Fancy geht es nicht zu. Aber wer mit seiner Küche Erfolg haben will, interpretiert ohnehin besser das Grundsätzliche brillant, als viel zu experimentieren. In der „Kronenhalle“ bedeutet das: Bis auf das Brot machen sie alles selbst, von den Fonds bis zu den Teigen für die Desserts. Und wenn jemand den Klassiker aller Klassiker bestellt, bekommt er 170 Gramm Kalbsfilet und eine Rösti-Portion, die dafür reichen, dass ihm die Kellner im Gastraum zwei volle Teller Geschnetzeltes vorlegen. Er sei kein Typ für allzu Filigranes, sagt Schoch, aber das sei nicht nötig. Kochkunst besteht für diese Mannschaft in erster Linie aus einer makellosen Logistik.
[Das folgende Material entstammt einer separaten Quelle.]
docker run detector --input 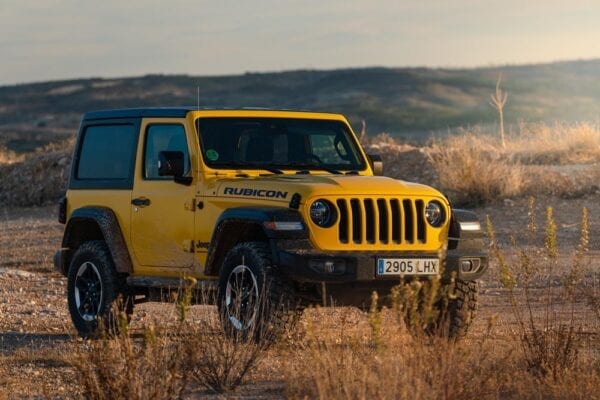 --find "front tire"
[67,241,133,338]
[217,242,298,341]
[404,279,478,340]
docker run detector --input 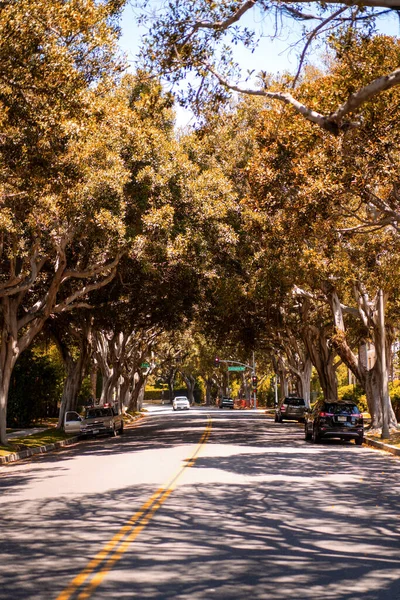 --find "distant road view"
[0,405,400,600]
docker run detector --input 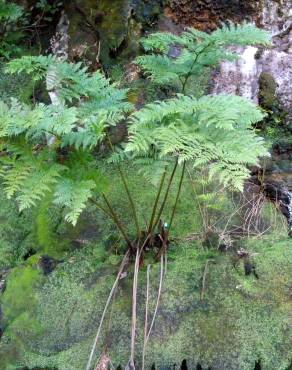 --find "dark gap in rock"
[244,258,259,279]
[180,359,188,370]
[38,255,58,275]
[254,360,262,370]
[22,248,36,261]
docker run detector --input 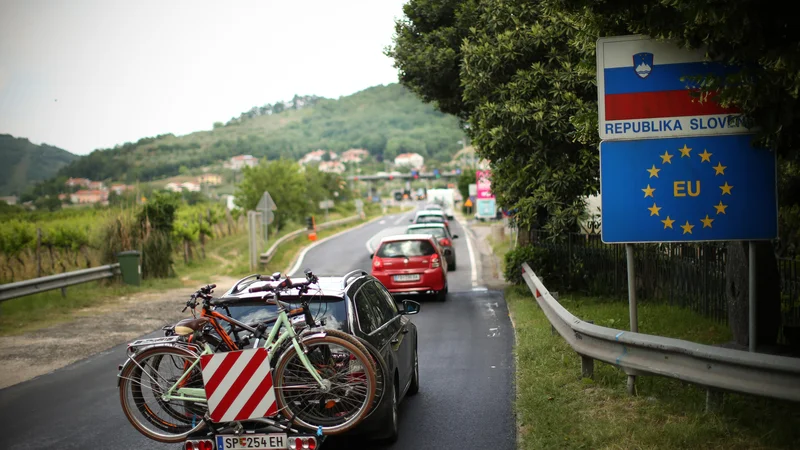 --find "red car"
[370,234,447,301]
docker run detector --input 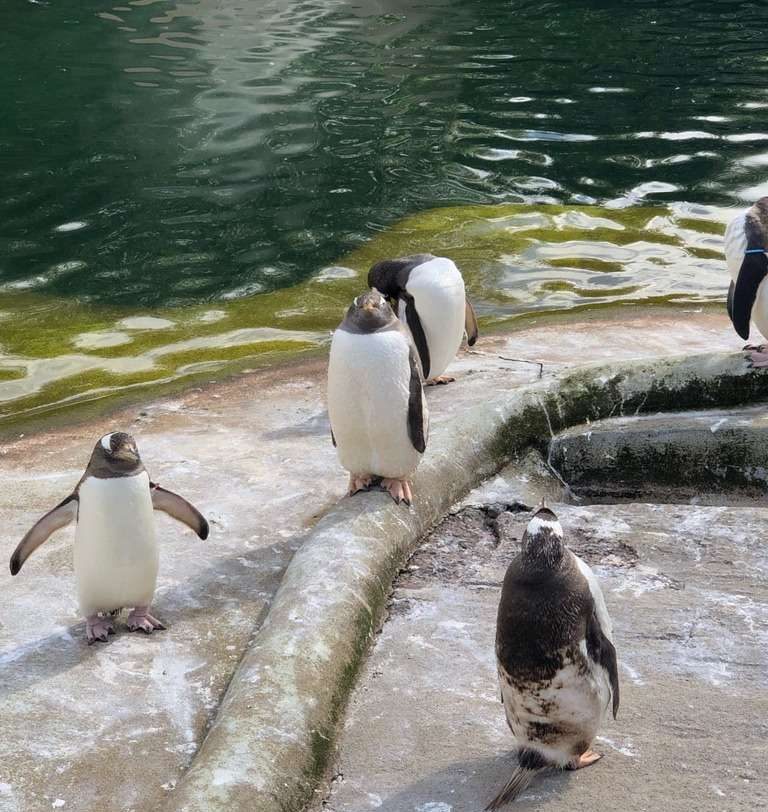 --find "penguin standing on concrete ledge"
[486,506,619,810]
[11,431,208,645]
[328,290,429,505]
[368,254,477,386]
[725,197,768,367]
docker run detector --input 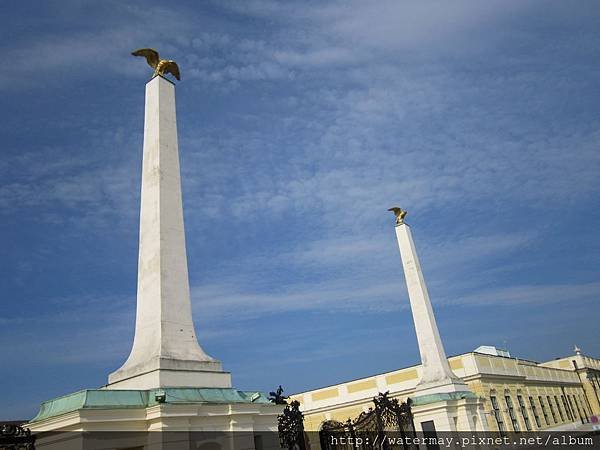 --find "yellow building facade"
[291,347,600,432]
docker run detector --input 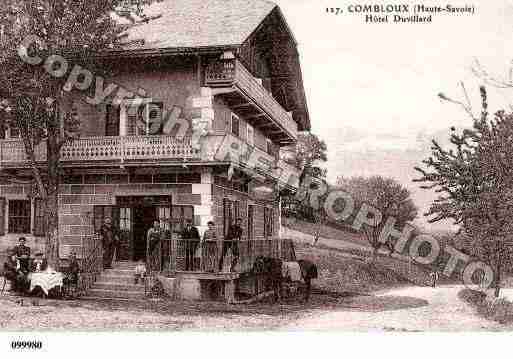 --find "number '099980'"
[11,341,43,350]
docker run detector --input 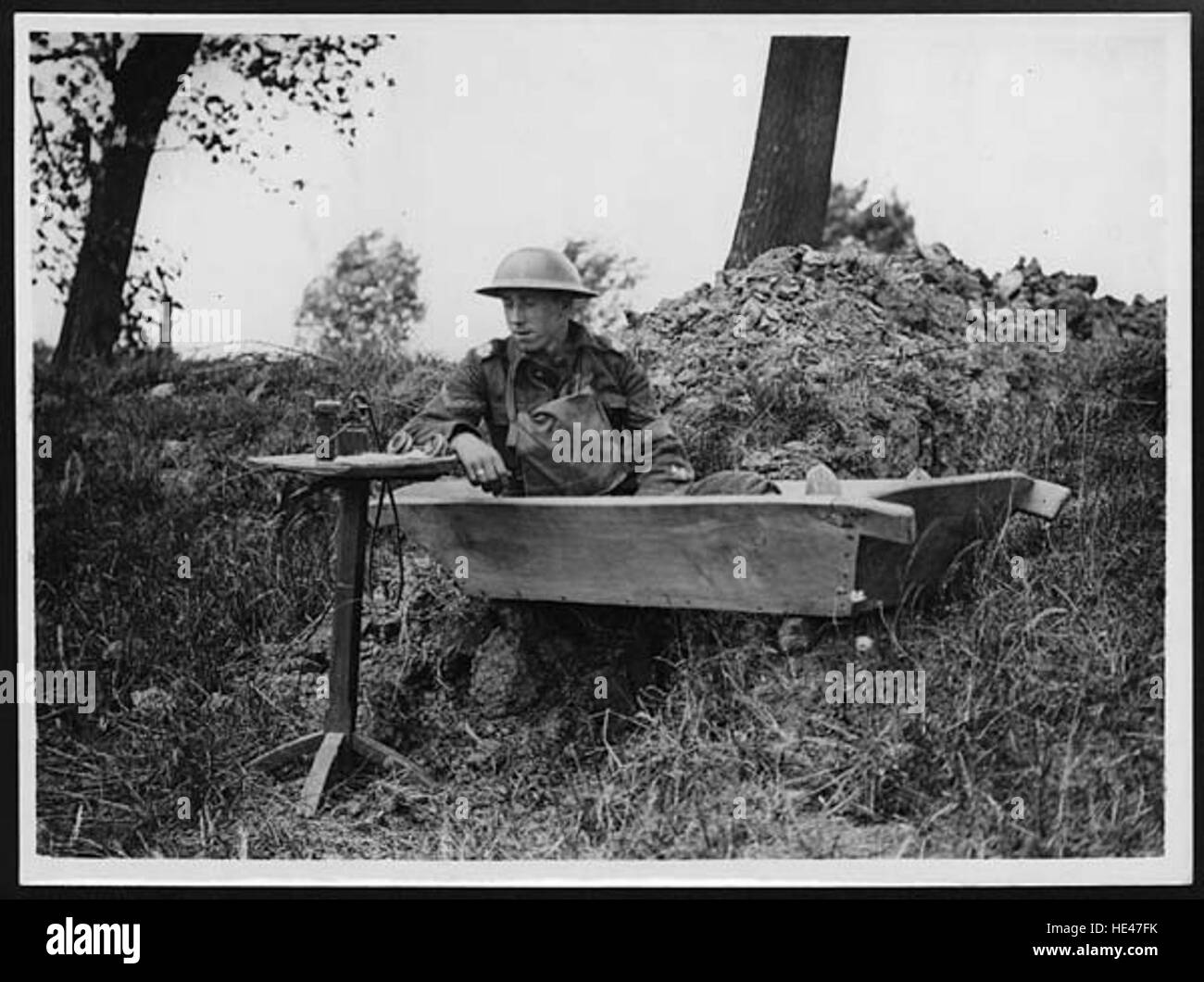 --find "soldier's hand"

Doch gibt es beispielsweise das Geschnetzelte in einer Planted-Version. Ohne jüngeres Publikum würde auch diese Institution irgendwann sterben. Geschäftsführer Godat weiß darum, er erzählt deshalb gern, dass heute eine Frau mit ihrem Mann zum Mittagessen gekommen sei, deren Wunsch es gewesen sei, hier ihren 30. Geburtstag zu feiern.
Es stimmt ja – wer sich im Restaurant umsieht, der erblickt viele Senioren, aber eben auch jüngere Menschen. Längst dominieren unter den Gästen auch nicht mehr die feinen Kleider und Anzüge. Zürich erlebt eine Dress-down-Welle, und so wimmelt es vor Sneakern, Polohemden und Jeans.
Jüngst war die „Kronenhalle“ in die Kritik geraten: Nachdem immer mehr Gäste in Flip-Flops und Shorts aufgetaucht waren, hatte das Management sich erlaubt, auf den Dresscode des Lokals hinzuweisen, der das untersagt. Mancher Besucher legte dies als Bevormundung aus. Also schwächte man die Formulierungen ab, aber im Kern blieben sie bestehen. Das Personal gibt jeden Tag sein Bestes, um den Kunstwerken Würde zu verleihen, da darf es auch verlangen, dass die Gäste nicht im Schlunzi-Look erscheinen.
Und wie unglaublich viel Liebe zum Detail in der „Kronenhalle“ steckt, zeigt ein Besuch in der Bar, die seit dem Jahr 1965 zum Haus gehört. Ganz rechts am Tresen finden sich ein paar schwarze Flecken, sie stammen von glühendem Tabak, der dort versehentlich landete. Warum die Punkte nicht längst verschwunden sind? Der Barchef Christian Heiss blickt bei seiner Antwort leicht verträumt. An diesem Platz habe Gustav Zumsteg gern geraucht, sagt er; eine Situation, in der sein schweigsamer Ernst besonders gut zu erleben gewesen sei. Da könne man diese Überbleibsel unmöglich entfernen lassen.
Zwei Dinge legte Gustav Zumsteg vor seinem Tod fest. Erstens muss das Restaurant sich wirtschaftlich aus eigener Kraft tragen, finanzielle Hilfe von der Stiftung dürfe es nicht annehmen. Das hat das Team offenkundig selbst in den Covid-Jahren geschafft. Zweitens verfügte er: Die „Kronenhalle“ darf nie verkauft werden. Luxus-Ketten haben in diesem Fall also ausnahmsweise keine Chance, zum Zug zu kommen.
Ohne Zweifel war das eine grandiose Entscheidung: Das Schicksal der Institution, der man große Teile seines Lebens widmete, über das eigene Ende hinaus zu gestalten, macht diesen Ort nur noch exklusiver. Die große Hulda hätte das bestimmt gern gesehen.